The World Food Program also has begun using packhorses and mules to carry emergency rations. But the U.N. agency has been frustrated by the time-consuming efforts needed to hire the animals.

“We are also having to negotiate directly with donkey and mule owners, to persuade them to transport supplies to villages which have had no food since the quake. All this is taking up precious time,” Michael Jones, emergency coordinator for WFP’s relief operation, said in a statement.

Echoing the region’s devastation, Bisuti appeared to have no buildings undamaged. Tin roofs built on a slant to prevent a buildup of snow over the winter sagged to one side. Some houses collapsed when the quake snapped wooden beams.

Mushtaq pointed to a nearby hill. “My house is there. It is badly damaged. All the houses here are damaged. No one escaped.” He said one of his three children died when their house fell in.

Detritus of wrecked homes
The road up to Bisuti is a string of wrecked homes. Everywhere, people asked the soldiers with the mule train for tents, to provide shelter as winter approaches.

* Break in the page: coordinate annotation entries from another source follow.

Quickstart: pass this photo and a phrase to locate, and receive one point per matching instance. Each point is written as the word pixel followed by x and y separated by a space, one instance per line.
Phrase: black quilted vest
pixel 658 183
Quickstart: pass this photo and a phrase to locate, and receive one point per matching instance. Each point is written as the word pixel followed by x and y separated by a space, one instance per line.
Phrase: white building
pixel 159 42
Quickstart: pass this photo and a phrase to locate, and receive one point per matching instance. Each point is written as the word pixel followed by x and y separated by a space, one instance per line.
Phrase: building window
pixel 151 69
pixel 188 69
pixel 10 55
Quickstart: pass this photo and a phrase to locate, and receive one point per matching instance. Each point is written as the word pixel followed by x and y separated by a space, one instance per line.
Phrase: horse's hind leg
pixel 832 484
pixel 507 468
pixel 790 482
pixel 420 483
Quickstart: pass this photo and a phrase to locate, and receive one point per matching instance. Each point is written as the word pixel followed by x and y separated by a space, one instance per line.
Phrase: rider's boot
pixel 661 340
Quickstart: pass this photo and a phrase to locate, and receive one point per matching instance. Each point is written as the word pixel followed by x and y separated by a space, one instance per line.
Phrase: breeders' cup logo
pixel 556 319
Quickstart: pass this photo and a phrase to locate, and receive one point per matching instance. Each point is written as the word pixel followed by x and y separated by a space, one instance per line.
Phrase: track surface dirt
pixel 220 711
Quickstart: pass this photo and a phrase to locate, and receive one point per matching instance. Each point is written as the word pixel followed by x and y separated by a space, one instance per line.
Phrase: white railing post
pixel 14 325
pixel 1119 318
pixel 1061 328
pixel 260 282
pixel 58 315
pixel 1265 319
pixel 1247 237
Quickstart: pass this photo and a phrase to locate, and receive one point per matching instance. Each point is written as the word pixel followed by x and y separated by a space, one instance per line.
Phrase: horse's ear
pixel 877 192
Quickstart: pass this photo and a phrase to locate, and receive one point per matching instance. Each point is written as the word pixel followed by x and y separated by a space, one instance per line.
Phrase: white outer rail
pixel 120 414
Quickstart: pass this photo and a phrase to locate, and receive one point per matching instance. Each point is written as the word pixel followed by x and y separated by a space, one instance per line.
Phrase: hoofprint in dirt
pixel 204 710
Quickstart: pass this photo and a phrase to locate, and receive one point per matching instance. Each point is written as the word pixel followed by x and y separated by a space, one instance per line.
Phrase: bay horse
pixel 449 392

Mir Hussain, 70, said he had used what little plastic sheeting he had to cover the new graves of his four grandchildren, a sister-in-law and a niece, who died during the quake. He feared weekend downpours would wash the bodies away if the graves weren’t covered.

He said the remaining members of the family are living outside, suffering in the cold and wet.

“Please, I need a tent,” Hussain told the soldiers. “I can’t use this plastic for me. I need it for the graves. I can’t let them be washed away. I can’t.”

The army mules carried only food, though, and the soldiers moved on to Bisuti.

Clothes lay all along the roadside, discarded by villagers who didn’t need them.

“I distributed these clothes, but what people really need — and they don’t have — is tents,” said Amin, the army captain.